What else will work is somewhat surprising. Shepherd of Erlanger reports that staff members who had BlackBerrys took them home with them, and they became the only means of communication with people who may have been taking shelter in closets and crawl spaces. Matessino reports that in Slidell, La., one hospital employee's car had OnStar, and it worked just fine.
However it is achieved, Kassai says that getting communications up and running has to be an extremely high priority.
The move by many hospitals to just-in-time inventory has been a problem in some emergencies, although suppliers and vendors often go to extraordinary lengths to provide what is needed. Furthermore, warehouses and other points of supply storage can be damaged or destroyed along with everything else, which was the case in New Orleans. But even if you have supplies on-site, it is necessary to be able to get to them, which is not always possible if central supply is under water or 10 feet of rubble. Keeping caches of key supplies in strategic spots throughout the facility is advisable and can be a lifesaver.
Matessino of LHA recommends having enough critical supplies to last three to five days.
It is also important to consider the location of key services such as generators, IT servers, imaging and pharmacy. In many cases, they are on lower floors or in the basement, which is not such a hot location if the place floods. In Galveston, many supplies and pharmaceuticals had to be brought up to higher floors.
Loss of utilities is just as damaging as loss of supplies, if not more so. Leslie D. Hirsch, president and CEO of St. Clare's Health System in Denville, N.J., was president and CEO of Touro Infirmary during Katrina. He reports that one of many catastrophes was that it was the first time in anyone's memory that the entire city of New Orleans lost its water supply.
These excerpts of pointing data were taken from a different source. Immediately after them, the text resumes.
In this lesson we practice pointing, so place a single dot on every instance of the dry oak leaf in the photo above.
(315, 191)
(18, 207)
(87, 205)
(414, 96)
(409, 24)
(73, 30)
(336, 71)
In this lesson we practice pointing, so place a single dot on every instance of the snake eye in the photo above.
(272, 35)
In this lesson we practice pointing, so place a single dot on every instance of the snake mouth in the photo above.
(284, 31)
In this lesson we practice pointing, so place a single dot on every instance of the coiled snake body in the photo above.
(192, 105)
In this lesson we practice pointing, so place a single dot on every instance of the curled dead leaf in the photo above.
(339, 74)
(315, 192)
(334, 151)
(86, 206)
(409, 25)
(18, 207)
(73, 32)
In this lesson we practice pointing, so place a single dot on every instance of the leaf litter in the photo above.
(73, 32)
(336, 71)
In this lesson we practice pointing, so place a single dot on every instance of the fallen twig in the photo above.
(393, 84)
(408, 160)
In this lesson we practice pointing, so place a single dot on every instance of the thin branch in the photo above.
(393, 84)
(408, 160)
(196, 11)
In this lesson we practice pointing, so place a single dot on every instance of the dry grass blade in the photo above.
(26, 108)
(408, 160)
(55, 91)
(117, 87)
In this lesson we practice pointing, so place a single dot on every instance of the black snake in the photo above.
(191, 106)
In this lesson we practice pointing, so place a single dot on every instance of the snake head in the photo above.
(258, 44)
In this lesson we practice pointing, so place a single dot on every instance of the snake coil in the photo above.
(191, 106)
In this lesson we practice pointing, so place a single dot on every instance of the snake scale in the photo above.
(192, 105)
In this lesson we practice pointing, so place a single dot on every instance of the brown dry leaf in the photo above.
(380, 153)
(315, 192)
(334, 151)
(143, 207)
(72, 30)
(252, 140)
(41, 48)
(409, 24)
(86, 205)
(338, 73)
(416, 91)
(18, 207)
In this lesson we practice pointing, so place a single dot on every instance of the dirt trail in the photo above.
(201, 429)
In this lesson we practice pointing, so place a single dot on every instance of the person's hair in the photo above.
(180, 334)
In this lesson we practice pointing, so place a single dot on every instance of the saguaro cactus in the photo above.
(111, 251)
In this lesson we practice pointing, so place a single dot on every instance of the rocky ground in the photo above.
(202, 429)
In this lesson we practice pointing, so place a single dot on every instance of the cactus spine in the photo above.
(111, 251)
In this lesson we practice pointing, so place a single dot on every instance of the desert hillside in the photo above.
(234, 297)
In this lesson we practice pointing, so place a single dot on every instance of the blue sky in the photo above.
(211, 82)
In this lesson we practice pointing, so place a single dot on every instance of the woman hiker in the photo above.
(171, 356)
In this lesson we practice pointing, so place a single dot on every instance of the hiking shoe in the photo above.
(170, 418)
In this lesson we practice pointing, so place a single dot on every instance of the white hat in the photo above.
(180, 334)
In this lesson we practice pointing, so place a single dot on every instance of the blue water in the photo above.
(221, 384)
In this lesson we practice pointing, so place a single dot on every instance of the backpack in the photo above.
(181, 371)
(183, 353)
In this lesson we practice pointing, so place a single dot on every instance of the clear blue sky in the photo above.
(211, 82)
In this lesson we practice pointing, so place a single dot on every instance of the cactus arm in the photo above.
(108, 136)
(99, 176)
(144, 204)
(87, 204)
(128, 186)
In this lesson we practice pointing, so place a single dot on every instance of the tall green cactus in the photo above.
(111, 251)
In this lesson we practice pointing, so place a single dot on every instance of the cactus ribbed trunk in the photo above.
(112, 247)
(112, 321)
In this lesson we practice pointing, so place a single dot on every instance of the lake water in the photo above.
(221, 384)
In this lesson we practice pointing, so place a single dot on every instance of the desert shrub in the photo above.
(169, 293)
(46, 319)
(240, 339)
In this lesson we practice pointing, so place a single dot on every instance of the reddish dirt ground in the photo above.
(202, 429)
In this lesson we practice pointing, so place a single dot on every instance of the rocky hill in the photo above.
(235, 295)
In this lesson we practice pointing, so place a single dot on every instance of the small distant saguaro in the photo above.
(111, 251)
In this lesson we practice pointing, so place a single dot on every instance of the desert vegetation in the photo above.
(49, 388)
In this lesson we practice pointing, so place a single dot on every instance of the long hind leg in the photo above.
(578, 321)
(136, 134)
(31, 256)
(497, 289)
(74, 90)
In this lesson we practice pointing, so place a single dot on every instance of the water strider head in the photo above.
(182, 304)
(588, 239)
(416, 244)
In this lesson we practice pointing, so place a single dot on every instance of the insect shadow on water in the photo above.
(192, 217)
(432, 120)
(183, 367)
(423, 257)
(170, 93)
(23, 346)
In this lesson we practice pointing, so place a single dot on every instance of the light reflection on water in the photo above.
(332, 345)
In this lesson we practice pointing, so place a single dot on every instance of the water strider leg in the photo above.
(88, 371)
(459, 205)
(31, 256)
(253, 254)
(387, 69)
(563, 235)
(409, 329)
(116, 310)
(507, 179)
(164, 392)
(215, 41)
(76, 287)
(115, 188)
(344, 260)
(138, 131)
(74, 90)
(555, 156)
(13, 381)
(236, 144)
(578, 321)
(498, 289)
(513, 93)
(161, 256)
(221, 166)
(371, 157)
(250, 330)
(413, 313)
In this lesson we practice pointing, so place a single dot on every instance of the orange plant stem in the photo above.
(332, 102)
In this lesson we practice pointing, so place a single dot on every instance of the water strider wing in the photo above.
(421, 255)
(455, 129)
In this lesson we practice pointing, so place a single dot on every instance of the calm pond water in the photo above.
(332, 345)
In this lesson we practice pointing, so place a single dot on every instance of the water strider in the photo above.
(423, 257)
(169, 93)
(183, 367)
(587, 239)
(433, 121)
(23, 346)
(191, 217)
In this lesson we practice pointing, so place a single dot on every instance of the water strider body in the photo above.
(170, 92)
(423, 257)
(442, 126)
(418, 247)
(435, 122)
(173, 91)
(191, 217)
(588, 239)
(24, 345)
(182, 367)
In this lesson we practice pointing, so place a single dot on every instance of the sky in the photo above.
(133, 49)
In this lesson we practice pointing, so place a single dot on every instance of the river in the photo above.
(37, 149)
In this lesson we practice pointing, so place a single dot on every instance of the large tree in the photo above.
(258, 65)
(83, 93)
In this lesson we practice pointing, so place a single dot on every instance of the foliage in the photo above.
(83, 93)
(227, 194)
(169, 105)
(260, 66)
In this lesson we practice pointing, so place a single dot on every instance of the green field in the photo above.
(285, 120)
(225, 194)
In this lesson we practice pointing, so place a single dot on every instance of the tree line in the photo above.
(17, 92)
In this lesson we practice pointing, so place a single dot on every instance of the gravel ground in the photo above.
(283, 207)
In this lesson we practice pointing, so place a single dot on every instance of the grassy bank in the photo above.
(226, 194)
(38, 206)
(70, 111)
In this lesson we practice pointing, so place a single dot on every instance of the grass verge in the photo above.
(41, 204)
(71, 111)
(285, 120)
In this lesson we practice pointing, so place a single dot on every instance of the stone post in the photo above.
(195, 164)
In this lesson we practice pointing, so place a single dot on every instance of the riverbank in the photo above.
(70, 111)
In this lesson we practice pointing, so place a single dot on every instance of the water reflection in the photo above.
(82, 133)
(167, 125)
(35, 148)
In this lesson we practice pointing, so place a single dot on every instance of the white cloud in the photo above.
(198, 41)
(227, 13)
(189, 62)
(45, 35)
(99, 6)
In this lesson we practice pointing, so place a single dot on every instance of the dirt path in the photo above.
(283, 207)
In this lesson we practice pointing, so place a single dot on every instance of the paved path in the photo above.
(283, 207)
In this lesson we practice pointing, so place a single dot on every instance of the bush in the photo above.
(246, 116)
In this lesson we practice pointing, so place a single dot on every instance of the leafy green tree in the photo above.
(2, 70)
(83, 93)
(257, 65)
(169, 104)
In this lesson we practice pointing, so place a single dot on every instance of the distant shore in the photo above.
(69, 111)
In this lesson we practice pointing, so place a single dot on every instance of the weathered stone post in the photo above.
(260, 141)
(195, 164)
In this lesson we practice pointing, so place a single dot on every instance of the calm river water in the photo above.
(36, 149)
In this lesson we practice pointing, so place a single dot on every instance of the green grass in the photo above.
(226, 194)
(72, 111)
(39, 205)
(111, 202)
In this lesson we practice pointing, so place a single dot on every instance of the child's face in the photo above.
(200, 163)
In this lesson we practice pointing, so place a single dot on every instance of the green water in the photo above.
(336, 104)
He points out that beyond the obvious, neither air conditioning nor some generators will operate without water.
Hirsch also recommends that whatever it takes, generator power for at least five days should be available.
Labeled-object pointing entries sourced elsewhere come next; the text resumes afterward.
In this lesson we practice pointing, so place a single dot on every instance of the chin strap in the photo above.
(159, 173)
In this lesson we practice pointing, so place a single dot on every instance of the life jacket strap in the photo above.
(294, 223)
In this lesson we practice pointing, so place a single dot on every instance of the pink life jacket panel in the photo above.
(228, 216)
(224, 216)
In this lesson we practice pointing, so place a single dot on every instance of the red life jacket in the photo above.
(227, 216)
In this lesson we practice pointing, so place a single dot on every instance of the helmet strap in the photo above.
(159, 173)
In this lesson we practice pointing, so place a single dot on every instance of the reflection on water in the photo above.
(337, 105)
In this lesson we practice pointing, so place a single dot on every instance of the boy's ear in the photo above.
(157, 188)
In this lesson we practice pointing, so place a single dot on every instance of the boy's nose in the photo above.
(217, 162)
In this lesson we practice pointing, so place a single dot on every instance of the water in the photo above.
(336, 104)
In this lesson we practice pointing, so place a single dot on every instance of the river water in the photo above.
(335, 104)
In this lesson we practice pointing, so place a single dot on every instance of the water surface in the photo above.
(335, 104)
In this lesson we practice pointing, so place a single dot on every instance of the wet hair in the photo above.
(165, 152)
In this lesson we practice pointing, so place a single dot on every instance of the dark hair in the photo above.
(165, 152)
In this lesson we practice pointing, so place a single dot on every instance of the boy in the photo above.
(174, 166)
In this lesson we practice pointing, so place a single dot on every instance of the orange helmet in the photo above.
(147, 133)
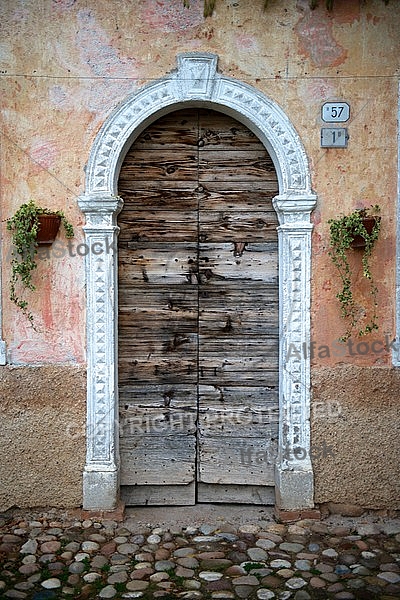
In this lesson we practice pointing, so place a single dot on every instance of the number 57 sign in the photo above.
(335, 112)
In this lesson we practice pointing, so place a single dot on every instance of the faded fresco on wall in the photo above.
(65, 65)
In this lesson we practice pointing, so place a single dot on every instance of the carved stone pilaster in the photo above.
(100, 478)
(294, 474)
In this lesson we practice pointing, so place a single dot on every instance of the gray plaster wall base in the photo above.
(100, 490)
(294, 488)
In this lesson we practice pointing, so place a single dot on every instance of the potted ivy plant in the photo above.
(357, 231)
(28, 223)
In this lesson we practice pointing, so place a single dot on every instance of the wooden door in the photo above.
(198, 314)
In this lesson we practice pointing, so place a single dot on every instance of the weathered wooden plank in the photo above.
(231, 460)
(158, 460)
(159, 495)
(221, 131)
(236, 494)
(233, 165)
(156, 368)
(231, 367)
(157, 395)
(237, 226)
(161, 165)
(171, 288)
(238, 411)
(246, 310)
(155, 343)
(149, 195)
(154, 415)
(239, 200)
(221, 263)
(158, 226)
(164, 264)
(178, 129)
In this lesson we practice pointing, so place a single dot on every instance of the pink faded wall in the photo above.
(66, 64)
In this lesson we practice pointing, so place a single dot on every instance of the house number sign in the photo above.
(335, 112)
(334, 137)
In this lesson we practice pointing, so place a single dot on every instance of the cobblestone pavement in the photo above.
(47, 555)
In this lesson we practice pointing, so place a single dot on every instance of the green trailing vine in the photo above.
(209, 5)
(343, 232)
(24, 226)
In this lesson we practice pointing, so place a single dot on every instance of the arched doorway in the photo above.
(198, 313)
(196, 83)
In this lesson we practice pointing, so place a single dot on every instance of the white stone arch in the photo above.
(196, 82)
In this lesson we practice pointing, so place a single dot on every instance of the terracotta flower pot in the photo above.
(48, 229)
(359, 241)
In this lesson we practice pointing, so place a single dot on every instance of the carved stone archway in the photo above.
(196, 82)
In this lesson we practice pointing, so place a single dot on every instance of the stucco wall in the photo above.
(42, 438)
(65, 65)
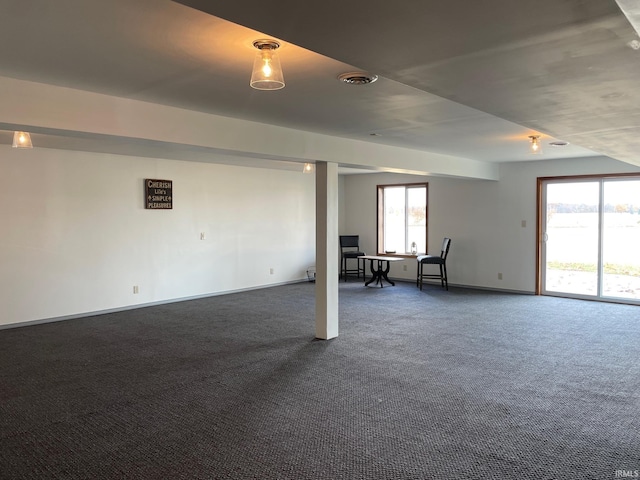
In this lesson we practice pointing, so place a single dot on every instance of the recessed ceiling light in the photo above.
(357, 78)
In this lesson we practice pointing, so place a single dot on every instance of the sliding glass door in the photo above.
(590, 245)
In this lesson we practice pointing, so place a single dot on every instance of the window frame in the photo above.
(380, 217)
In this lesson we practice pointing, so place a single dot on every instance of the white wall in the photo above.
(75, 237)
(483, 218)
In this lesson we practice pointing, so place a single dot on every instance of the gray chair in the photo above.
(440, 260)
(349, 250)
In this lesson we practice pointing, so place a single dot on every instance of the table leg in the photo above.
(384, 274)
(374, 275)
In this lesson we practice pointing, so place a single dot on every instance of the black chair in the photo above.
(350, 249)
(435, 260)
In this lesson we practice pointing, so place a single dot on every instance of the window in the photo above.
(402, 218)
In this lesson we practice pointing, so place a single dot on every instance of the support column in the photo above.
(326, 250)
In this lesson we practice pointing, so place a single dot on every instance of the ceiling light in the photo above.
(267, 72)
(22, 140)
(357, 78)
(535, 148)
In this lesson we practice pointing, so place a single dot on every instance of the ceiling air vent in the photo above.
(357, 78)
Some hospitals in the area, including Ochsner Medical Center, already had wells; many others have since dug them, although some cannot because the city lies so low and the saltwater table is too high.
Trying to coordinate efforts of various entities in a time of chaos is difficult in the extreme, but it is necessary. Kassai reports that, largely due to lack of communications and a weak primary care network, people with primary care needs flooded into University Hospital after the quake and tsunami, making it more difficult to handle evacuees and radiation patients. Shigeatsu Hashimoto, M.D., chairman of the department of clinical quality management at the hospital, reports that his organization became the de facto coordinator of effort because of confusion on the part of many agencies as to who was responsible for what.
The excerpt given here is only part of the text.